We had an ice box in the house too. And a wood stove but we had no wood. Mostly, we collected Cow Patty's and burned that.

I remember the old Soddy House my grandfather and great grandfather built when they first homesteaded too. But like the others, it is long gone now. When I am gone there will be no-one left to even remember it.
 
And I you guys had to walk 10 miles to & from school through the driving snow, uphill both ways?

Or did you not have school and had to read books by fire light, using a burnt stick and a plank to write on?
 
And I you guys had to walk 10 miles to & from school through the driving snow, uphill both ways?

Or did you not have school and had to read books by fire light, using a burnt stick and a plank to write on?

That's a great question and great memories too. In the summer we rode to the one-room school house that was only a few sections away on Daisy - a Belgian workhorse. In the winter we put a "caboose" on the stone boat that was pulled by Daisy. The caboose had slits for the harness reins but Daisy knew the way by heart. There was a lean-to at the school for the horses. I had to endure the legend of my father who breezed through 4 years of school in a few months. For later years, my grandfather paid to send him to Saskatoon to finish elementary school and then high school. They send him to Peterborough to get his degree in theology. When I was finished grade 2 or 3 (I don't remember which) we moved east because my Dad got kicked off the farm after he quit the priesthood to marry my mother. As the oldest grandchild, they put me on the train to Watrous every summer to cut and bale hay and work summerfallow till I was 18.
 
Or did you not have school and had to read books by fire light, using a burnt stick and a plank to write on?

That's an interesting question too. No homework that I remember. Only farm chores. When it got dark, you went to bed. We had oil lamps to settle everyone in and then they were extinguished. If you had to go to the bathroom, you got up in the dark and went out to the crapper - no toilet in the house. All my relatives were terrified of ghosts at night.
 
That's an interesting question too. No homework that I remember. Only farm chores. When it got dark, you went to bed. We had oil lamps to settle everyone in and then they were extinguished. If you had to go to the bathroom, you got up in the dark and went out to the crapper - no toilet in the house. All my relatives were terrified of ghosts at night.
It sounds like you had a good upbringing. You learned to work and the value of things. We had an outhouse for the boys and I guess the girls poop was special as they didn't have to go to the outhouse.
We did have electricity, and that was good.
 
I always thought it was spelt slew, but anyways in Manitoba I always knew a slew/slough to be a stagnant pond or swap....lots of both in Manitoba, especially northern

Hard to find any kind of water out here in Alberta, slough or otherwise
Thyere is an actual "official" way to differentiate a lake from a Slough at Ab. land titles branch and drainage regulations in municipalities....a slough is just a collection point for spring or rain run off water, a lake is fed by continuous running spring water or creek/river.
 
Go to Enterprise with the police report, photos, and license plate info.

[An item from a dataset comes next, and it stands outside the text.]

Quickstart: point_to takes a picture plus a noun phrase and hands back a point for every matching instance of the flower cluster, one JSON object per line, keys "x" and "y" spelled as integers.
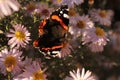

Point out the driver claims he wasn’t the one who rented the truck. Unless the renter listed the driver on the rental agreement, the insurance is void and Enterprise might be willing to give you the drivers name.
I'll take that as pretty good advice and follow up , however , I'm thinkin , this guy is a loser and a creep and doesn't have a pot to piss in .
 
Follow up to my Wrecked Garage incident .

My insurance company has responded and a restoration company has been assigned the job of clean up , shoring up the damaged structure and have put up temporary fencing to secure the site .
That all happened yesterday so after a two day wait following the incident , we are moving forward now .
It will be some time before all is well and repairs are complete.
 
No wood? What part of SK did you live in?

South of Humboldt a bit and north of Watrous. It's odd that you question that. When I was a boy, there was no real wood where we were. Just bushes with small twigs around the sloughs. It burned ok, but didn't last. We only used it for kindling. Today there are small trees with sizable branches, and I'm sure you could truck in some decent firewood or even coal.

I don't really know, but I suppose it's possible that folks had chopped down anything remotely burnable long before I arrived. My great grandfather and his boys (my grandfather) homesteaded there, and raised my dad and his siblings. So basicly a generation lived there before me. I'd ask a relative, but I am now the oldest living person in my entire family tree, so that history is gone. All there is left is what I remember. I do know that they had burned cow-pies long before me.
 
My great grandparents emigrated from Sweden and cleared land just north of Strasbourg Sask. So a little south east of where I think you are Susquatch. it’s still in the family, although I haven’t seen it in years. From what I recall, and old photos showing the area long before I was born, theres a line a little east of there that real trees start to grow extending into big trees in Riding Mtn, and to the west it’s scrub. Doubt that’s entirely human effect?
 
Both of my grandfathers had homesteaded on the prairies , one in Alberta,he passed away when Mom was young, the other Saskatchewan and ended up in BC. But Dad did mention burning cow pies. .
 
I guess because the lion's share of SK is wooded.

I didn't mean it that way. Sorry for expressing it like that.

What I meant is more like:

I was just thinking about why it's so different there now, so it's neat that you just so happened to be asking about it too.